La pluie à Annecy

La pluie à Annecy

14 juin 2023 Non Par Paul Rassat

« Produire », disent-ils

Fallait pas l’inviter ! CITIA avait invité François Hollande en 2016. Le Président qui fait pleuvoir. Et depuis, il pleut pendant le festival. « Fallait pas l’inviter » clamait Michel Muller dans sa chronique canalplussienne à l’époque où Canal +justifiait son signe +. La pluie s’invite donc régulièrement à Annecy. Le Festival du Film d’Animation a commencé.

Rencontré à Annecy une jeune équipe travaillant dans la 3D. C’est leur premier Festival. Ils sont surpris par les prix réservés aux professionnels. Cher! Il est assez vite question de la qualité des films. Pour eux, l’avancée technique permet de produire vite et beaucoup. Trop. La qualité s’en ressent. Michel Ocelot souffrait des années à réaliser un Kirikou : contraintes techniques, budgétaires, financement…Le film avait le temps de mûrir! On se souvient du film primé en 2016 à Annecy, La tortue rouge. Bienveillant, consensuel, amalgame de bonnes intentions. Esthétiquement insipide. Sa première qualité était peut-être sa marraine, Salma Hayek.

Et pourtant !

Quelques heures avant de recevoir le Prix du Jury, Sunao Katabuchi  m’accordait une interview. En voici les premières lignes. L’intégralité de la conversation sera plubliée très prochainement.

Vous dites que l’animation vous permet de coller le plus près possible à l’Histoire, ce qui est paradoxal parce que le public sait que l’animation est un artifice.

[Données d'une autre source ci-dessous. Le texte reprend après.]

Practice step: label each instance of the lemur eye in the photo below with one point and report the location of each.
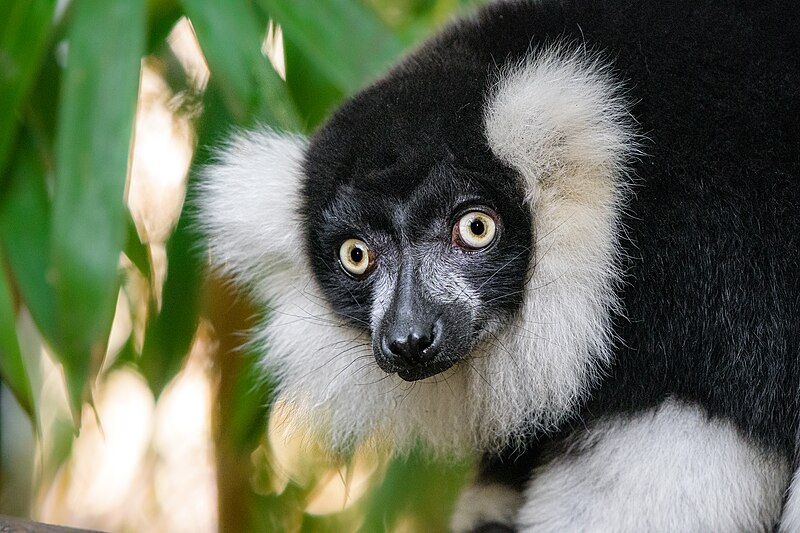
(356, 257)
(474, 230)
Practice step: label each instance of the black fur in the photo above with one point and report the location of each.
(712, 292)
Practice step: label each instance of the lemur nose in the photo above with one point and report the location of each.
(411, 345)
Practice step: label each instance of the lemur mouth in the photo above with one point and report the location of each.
(426, 371)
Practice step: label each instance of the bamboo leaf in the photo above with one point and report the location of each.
(137, 251)
(12, 368)
(25, 234)
(231, 41)
(342, 39)
(98, 99)
(169, 333)
(24, 29)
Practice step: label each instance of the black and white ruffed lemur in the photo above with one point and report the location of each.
(563, 234)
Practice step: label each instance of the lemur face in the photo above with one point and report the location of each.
(429, 258)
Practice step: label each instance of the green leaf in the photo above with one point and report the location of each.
(417, 487)
(95, 122)
(12, 368)
(231, 41)
(25, 234)
(169, 333)
(137, 251)
(315, 94)
(342, 39)
(24, 29)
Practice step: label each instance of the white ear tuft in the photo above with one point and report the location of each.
(248, 204)
(560, 119)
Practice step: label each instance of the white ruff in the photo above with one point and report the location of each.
(558, 120)
(668, 469)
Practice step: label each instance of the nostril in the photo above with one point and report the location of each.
(399, 346)
(410, 344)
(419, 342)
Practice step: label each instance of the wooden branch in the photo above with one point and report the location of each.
(18, 525)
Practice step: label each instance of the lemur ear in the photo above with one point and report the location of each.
(560, 119)
(248, 204)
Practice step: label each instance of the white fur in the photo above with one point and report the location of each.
(790, 521)
(557, 119)
(247, 205)
(483, 504)
(668, 469)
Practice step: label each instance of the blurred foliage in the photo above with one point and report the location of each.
(68, 88)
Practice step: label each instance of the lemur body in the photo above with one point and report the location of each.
(564, 234)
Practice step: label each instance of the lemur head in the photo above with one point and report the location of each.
(417, 233)
(439, 261)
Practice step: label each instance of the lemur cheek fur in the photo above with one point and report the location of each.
(572, 228)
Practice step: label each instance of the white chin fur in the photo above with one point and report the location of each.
(559, 121)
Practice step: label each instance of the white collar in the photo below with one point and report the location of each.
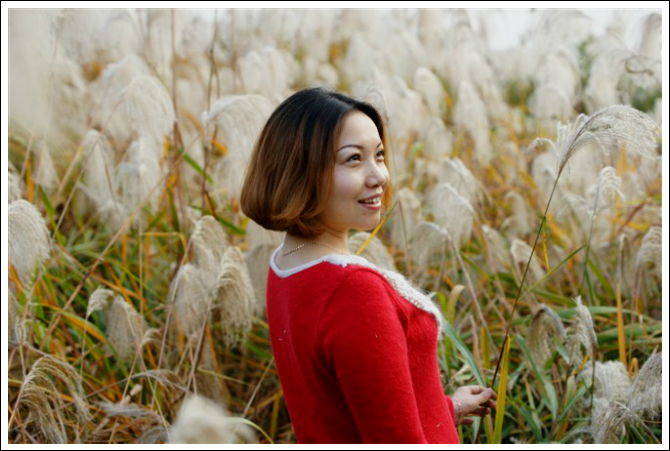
(412, 293)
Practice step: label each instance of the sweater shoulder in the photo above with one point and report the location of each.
(361, 291)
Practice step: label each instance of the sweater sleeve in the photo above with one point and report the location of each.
(450, 405)
(364, 342)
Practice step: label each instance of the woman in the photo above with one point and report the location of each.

Je peux vous répondre par un exemple. Dans le film, Dans un recoin de ce monde, tous les appareils volants, tous les avions ont été déterminés de façon très précise, et en poussant la recherche encore plus loin que celle que nous avons faite, il serait possible de retrouver le nom des pilotes, et en poussant plus loin encore de retrouver pour chacun ce qu’il a fait pendant son enfance, quand il était plus jeune. Ce qui m’intéresse, c’est qu’à l’extérieur du film, du cadre, on a un monde réel et je me suis dit que la manière de rendre ceci le plus fidèlement possible est le dessin. Lorsque je dessinais le personnage de Suzu, les arrière-plans, les appareils, tout ce qu’on voit dans le film, tout faisait partie de la même dimension.

Couronné lui aussi en 2016, le film de Sunao Katabuchi est une recherche de vérité historique et humaine intransigeante. Le cinéma d’animation peut aider à pousser plus loin les exigences humaines et artistiques. L’art doit déranger l’ordre établi, le cours subi des choses. Là est sa grandeur et sa raison d’être.